Z'man Kodesh in Theory and in Practice
I often ponder a line from a British poem entitled “The Mask of Anarchy” which states:
“Rise like Lions after slumber
In unvanquishable number-
Shake your chains to earth like dew
Which in sleep had fallen on you
Ye are many-they are few.”
This poem, written by Percy Bysshe Shelley, speaks of freedom through nonviolence. Not only is this poem relevant in today’s political climate, in finding ways to bring positive change through nonviolence, but I also believe it rings true to the goals of our Z’man Kodesh program. It speaks to starting each day with motivation and vigor, like a lion: to quickly dispersing with sleep, seizing the moment to grow as people, and as a direct result, working to make the world a better place.
The Torah in Bereishit (19:27) states:
וַיַּשְׁכֵּ֥ם אַבְרָהָ֖ם בַּבֹּ֑קֶר אֶל־הַ֨מָּק֔וֹם אֲשֶׁר־עָ֥מַד שָׁ֖ם אֶת־פְּנֵ֥י ה"׃
Avraham got up early in the morning (and returned)
to the place where he had stood before G-d (in prayer).
In connecting this to our Z’man Kodesh program, it is important that just like Avraham and the words of Shelley, we too should start our day “Rising like lions after slumber.” In each one of our holy spaces, students are engaging with Jewish liturgy, taking on leadership roles, and accessing spirituality through multiple modalities of learning. This learning takes place first thing in the morning, and has the ability to set a positive tone for the day, inculcating students with a spiritual connection and a positive lens through which they can connect to their heritage. Here you will find information sharing the many wonderful programmatic opportunities in which our students are engaging each morning.
In practice, while Zoom can be challenging because of the lack of connectedness, our goals for the year are unwavering. In an effort to build a strong foundation rooted in prayer and/or spirituality, the staff encourages students to take on leadership roles in a variety of ways including leading parts of the tefilah service, making presentations relating to art museums they’ve visited, hearing from guest speakers about mental health, and engaging in journaling activities relating to the haggim. Students new to the school are learning foundational elements which give an overview of Judaism, its holidays, and its liturgy which will serve as a gateway into other Z’man Kodesh options in the future.

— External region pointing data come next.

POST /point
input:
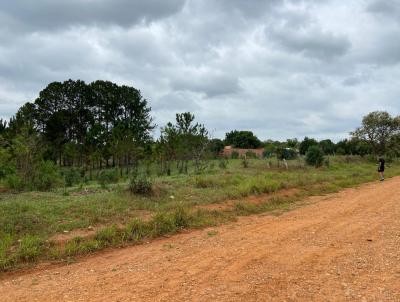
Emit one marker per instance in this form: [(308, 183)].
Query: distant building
[(228, 150)]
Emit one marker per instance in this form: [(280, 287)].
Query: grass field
[(30, 221)]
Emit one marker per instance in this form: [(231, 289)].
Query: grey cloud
[(312, 43), (279, 68), (50, 14), (210, 84), (385, 8)]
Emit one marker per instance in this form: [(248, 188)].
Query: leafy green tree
[(379, 128), (184, 141), (327, 146), (306, 144), (292, 143), (314, 156), (242, 139), (216, 146)]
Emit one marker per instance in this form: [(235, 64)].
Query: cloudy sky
[(279, 68)]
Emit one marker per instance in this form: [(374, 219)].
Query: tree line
[(102, 124)]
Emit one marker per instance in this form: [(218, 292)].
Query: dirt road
[(341, 247)]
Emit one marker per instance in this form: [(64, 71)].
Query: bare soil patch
[(341, 247)]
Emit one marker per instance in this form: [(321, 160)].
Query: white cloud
[(280, 68)]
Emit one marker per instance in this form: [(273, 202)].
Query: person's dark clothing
[(381, 166)]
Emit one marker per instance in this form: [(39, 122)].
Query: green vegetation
[(81, 156), (30, 221), (314, 156)]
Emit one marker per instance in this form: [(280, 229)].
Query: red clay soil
[(341, 247)]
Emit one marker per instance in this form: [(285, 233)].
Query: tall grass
[(29, 220)]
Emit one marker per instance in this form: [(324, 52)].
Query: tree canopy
[(381, 130), (242, 139)]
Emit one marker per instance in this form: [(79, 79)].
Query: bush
[(14, 182), (72, 176), (245, 162), (314, 156), (46, 176), (223, 163), (250, 154), (235, 155), (140, 184), (107, 177)]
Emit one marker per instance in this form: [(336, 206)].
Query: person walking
[(381, 167)]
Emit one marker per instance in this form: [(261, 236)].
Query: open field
[(339, 247), (65, 223)]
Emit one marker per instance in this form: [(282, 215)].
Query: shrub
[(140, 184), (72, 176), (14, 182), (46, 176), (250, 154), (108, 177), (235, 155), (314, 156), (245, 162), (223, 163)]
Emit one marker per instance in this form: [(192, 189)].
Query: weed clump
[(140, 184), (314, 156), (108, 177)]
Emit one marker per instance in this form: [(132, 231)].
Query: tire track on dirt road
[(340, 247)]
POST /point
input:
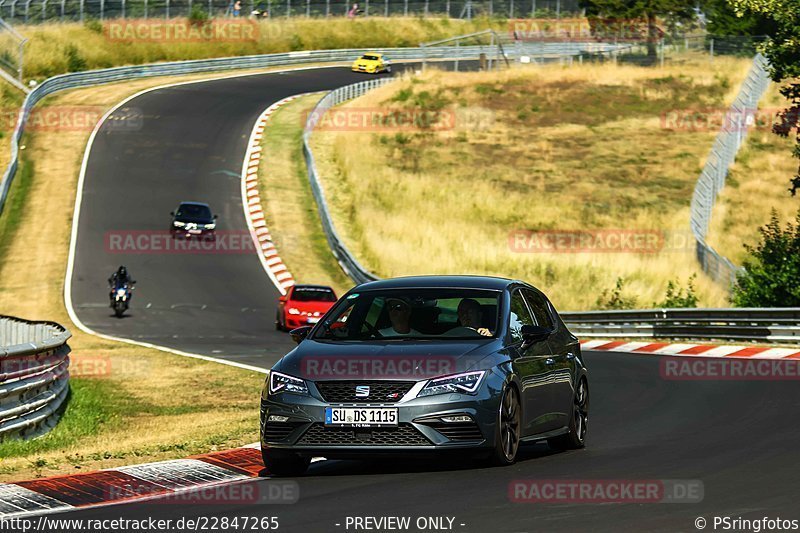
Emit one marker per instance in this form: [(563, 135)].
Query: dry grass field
[(555, 149)]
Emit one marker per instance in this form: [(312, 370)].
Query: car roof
[(421, 282)]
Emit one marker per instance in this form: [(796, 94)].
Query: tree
[(625, 14), (771, 276), (783, 51)]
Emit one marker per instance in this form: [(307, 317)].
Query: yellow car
[(372, 63)]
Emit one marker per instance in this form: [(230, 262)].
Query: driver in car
[(469, 316), (400, 317)]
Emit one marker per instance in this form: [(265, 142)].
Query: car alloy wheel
[(508, 428)]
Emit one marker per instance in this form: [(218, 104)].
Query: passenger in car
[(400, 317), (469, 316)]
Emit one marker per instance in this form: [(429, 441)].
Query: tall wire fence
[(712, 178), (37, 11)]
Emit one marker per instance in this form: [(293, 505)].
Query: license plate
[(361, 416)]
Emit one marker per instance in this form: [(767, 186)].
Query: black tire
[(509, 425), (575, 438), (284, 464)]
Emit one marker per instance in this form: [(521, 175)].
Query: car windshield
[(313, 294), (193, 213), (400, 314)]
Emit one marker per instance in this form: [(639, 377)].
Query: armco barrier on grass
[(34, 376)]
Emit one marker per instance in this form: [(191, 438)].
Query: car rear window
[(194, 212)]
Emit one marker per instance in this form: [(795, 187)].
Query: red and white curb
[(691, 350), (253, 210), (137, 482)]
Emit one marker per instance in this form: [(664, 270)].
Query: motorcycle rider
[(120, 278)]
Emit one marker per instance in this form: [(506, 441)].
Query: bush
[(771, 276), (675, 297), (613, 299), (75, 61)]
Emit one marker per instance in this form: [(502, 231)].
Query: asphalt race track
[(738, 438), (188, 145)]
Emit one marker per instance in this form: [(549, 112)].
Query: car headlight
[(466, 383), (282, 383)]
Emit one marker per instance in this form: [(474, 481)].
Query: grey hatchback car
[(426, 364)]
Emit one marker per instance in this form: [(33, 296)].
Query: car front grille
[(402, 435), (379, 391), (277, 431), (458, 432)]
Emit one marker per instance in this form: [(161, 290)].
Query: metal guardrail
[(37, 11), (750, 324), (34, 376), (712, 178), (96, 77)]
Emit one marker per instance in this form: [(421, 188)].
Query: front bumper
[(419, 429)]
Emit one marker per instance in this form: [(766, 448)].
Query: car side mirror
[(532, 334), (298, 334)]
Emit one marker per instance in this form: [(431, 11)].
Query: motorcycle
[(120, 299)]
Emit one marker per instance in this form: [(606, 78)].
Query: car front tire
[(509, 424), (575, 438), (284, 464)]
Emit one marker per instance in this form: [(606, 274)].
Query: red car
[(303, 305)]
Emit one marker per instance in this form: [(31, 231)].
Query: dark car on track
[(303, 305), (426, 364), (193, 220)]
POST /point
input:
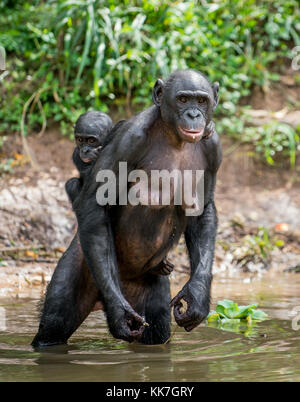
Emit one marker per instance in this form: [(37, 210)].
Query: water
[(270, 353)]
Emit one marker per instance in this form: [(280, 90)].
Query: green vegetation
[(228, 316), (73, 55)]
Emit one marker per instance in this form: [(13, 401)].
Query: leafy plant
[(231, 317), (98, 54)]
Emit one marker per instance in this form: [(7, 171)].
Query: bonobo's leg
[(157, 310), (70, 297), (165, 267), (73, 188), (200, 238)]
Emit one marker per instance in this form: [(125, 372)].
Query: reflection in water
[(270, 353)]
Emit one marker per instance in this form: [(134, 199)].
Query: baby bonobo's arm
[(74, 185)]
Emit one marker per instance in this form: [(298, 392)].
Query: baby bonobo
[(90, 130)]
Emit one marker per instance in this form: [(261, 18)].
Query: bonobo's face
[(186, 102), (89, 146), (91, 130)]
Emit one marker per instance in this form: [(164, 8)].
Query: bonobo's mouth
[(86, 160), (193, 135)]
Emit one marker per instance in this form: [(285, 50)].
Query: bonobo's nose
[(193, 113)]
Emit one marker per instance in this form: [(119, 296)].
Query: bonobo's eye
[(91, 141), (183, 99), (201, 100)]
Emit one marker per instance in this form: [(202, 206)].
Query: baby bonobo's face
[(89, 146)]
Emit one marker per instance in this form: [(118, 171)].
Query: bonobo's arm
[(73, 188), (200, 236), (96, 237), (74, 185)]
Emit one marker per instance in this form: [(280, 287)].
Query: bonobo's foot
[(165, 267)]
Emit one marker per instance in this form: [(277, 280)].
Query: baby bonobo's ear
[(215, 87), (209, 130)]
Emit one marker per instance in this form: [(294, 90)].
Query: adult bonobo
[(123, 243)]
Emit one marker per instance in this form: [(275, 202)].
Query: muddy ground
[(37, 222)]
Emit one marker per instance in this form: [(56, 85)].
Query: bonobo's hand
[(165, 267), (197, 306), (209, 130), (124, 323)]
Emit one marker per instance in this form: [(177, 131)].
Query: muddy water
[(270, 352)]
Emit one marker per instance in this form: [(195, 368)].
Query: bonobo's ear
[(215, 87), (157, 92)]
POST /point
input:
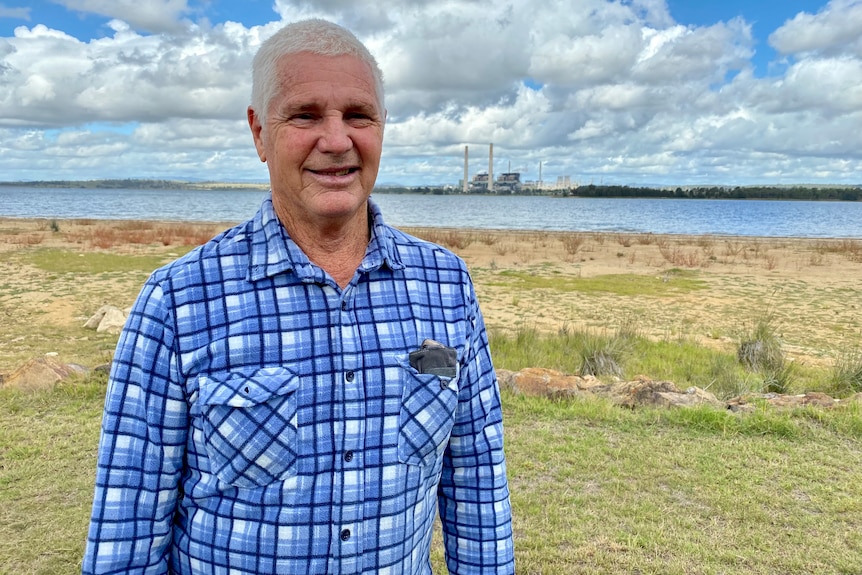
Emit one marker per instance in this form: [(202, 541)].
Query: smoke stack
[(465, 169), (491, 169)]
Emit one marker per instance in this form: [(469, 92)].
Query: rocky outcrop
[(41, 373), (640, 391), (643, 391), (107, 319)]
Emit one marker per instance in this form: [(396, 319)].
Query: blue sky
[(638, 92)]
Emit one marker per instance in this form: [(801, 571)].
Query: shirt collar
[(272, 251)]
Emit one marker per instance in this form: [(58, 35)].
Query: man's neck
[(338, 247)]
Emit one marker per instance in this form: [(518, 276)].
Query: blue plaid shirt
[(259, 419)]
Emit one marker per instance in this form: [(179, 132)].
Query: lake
[(648, 215)]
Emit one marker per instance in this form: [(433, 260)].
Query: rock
[(545, 382), (113, 321), (41, 373), (94, 320), (107, 319), (748, 402), (641, 391)]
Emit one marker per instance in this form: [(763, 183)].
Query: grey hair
[(315, 36)]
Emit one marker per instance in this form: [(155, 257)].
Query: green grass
[(678, 360), (595, 488), (673, 282), (64, 261)]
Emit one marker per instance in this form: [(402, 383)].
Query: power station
[(484, 182)]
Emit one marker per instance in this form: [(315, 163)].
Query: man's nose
[(335, 136)]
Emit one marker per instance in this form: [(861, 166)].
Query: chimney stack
[(491, 169), (466, 184)]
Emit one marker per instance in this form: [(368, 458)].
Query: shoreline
[(524, 279), (45, 222)]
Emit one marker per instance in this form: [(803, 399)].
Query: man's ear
[(256, 133)]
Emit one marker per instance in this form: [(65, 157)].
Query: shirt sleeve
[(473, 494), (144, 428)]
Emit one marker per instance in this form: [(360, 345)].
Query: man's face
[(322, 139)]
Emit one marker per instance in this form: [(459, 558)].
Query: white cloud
[(835, 29), (588, 87), (150, 15)]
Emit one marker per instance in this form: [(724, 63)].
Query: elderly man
[(300, 394)]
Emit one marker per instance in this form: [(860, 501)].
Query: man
[(301, 393)]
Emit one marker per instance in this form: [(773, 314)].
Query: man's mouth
[(339, 172)]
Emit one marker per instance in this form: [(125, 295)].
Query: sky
[(624, 92)]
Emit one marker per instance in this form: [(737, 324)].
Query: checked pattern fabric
[(260, 419)]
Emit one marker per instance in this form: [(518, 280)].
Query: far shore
[(812, 286)]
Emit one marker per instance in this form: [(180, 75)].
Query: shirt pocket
[(250, 425), (428, 403)]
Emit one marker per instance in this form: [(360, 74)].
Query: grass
[(626, 354), (595, 488), (672, 282)]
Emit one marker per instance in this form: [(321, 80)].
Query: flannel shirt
[(259, 419)]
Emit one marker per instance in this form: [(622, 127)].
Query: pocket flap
[(238, 389)]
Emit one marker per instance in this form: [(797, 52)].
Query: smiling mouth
[(341, 172)]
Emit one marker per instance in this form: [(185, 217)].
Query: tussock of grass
[(668, 283), (62, 261), (625, 354)]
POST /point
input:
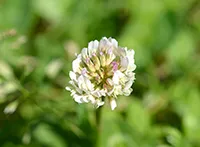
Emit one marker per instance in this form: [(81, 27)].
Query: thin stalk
[(98, 123)]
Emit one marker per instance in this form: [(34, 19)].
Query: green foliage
[(38, 41)]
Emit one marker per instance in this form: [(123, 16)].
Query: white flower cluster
[(102, 71)]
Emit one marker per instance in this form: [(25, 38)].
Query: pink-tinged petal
[(113, 103)]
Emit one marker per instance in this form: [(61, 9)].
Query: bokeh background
[(38, 40)]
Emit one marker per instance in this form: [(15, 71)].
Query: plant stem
[(98, 123)]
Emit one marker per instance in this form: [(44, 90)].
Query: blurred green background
[(38, 40)]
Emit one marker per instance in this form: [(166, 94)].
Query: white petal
[(78, 98), (68, 88), (114, 42), (92, 47), (72, 75), (113, 103), (76, 64), (85, 99), (92, 99)]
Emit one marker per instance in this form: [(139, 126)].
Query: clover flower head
[(101, 72)]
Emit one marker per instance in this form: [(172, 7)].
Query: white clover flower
[(102, 71)]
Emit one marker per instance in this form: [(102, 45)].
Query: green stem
[(98, 124)]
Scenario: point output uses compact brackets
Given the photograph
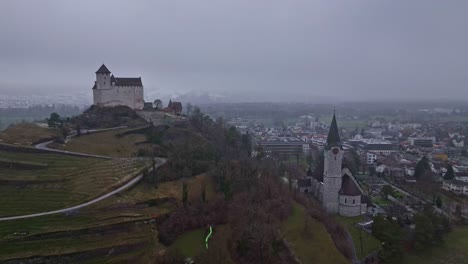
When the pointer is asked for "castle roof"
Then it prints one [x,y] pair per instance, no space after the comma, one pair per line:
[126,81]
[103,69]
[348,187]
[333,139]
[304,183]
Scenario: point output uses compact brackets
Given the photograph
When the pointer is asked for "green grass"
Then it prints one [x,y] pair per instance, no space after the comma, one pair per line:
[66,181]
[27,133]
[369,242]
[191,244]
[313,246]
[380,201]
[454,251]
[107,143]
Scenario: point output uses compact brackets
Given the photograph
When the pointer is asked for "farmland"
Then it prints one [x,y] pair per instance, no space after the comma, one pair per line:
[58,181]
[109,143]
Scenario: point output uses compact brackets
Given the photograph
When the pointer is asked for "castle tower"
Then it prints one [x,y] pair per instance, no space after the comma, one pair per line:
[103,78]
[332,169]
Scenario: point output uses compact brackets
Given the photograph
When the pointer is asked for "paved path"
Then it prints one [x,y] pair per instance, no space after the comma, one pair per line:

There are successes aplenty, and the hope is that we will continue to develop content in each Z’man Kodesh that empowers our students to learn and take action. Hopefully, in the coming weeks, a “Z’man Kodesh Council” will be formed, composed of students representing each Z’man Kodesh with the goal of sharing ideas, successes, and struggles in an effort to use student input to strengthen our program. We hope to build confident and knowledgeable members of the Jewish community who connect in a variety of ways to their Judaism. But even further, we hope to continue to develop a sense of pride and understanding in our culture and heritage as well.
Often, the word diversity is used in our community as a point of pride. As a pluralistic day school, we preach the importance of diversity and acceptance. Yet, through the eyes of students, they so often hear the word “diversity” and ask themselves, “How are we as a school of Jewish people a diverse population?” However, through Z’man Kodesh, one of our goals is to show the students that diversity can be viewed through many lenses. In the Mehitza Sephardi minyan for example, students are virtually visiting different synagogues all over the world. Each week they set their backgrounds to a specific synagogue, and pray in a different virtual location. After minyan they then have the privilege to hear from the rabbis in these communities and to learn what makes their community unique, as well as their strengths and their struggles. They are gaining a deeper appreciation for the “diversity” within their own religion, and finding out that their classmates’ families originate from all over the world, and each have unique customs and traditions. To hear from an individual who looks into the camera and states, “There are only 20 Jews in my country of 53 million. I make up 5% of the Jewish population,” forces the students to look outside of their bubble, and to realize that we are one people with many faces. We learn from our past to build our future. As the year progresses, the hope is that students will continue to learn prayers, connect to the service, grow in their spirituality, and to embrace a love of their Jewish culture and heritage while feeling empowered to take this knowledge out into the world and build a better tomorrow.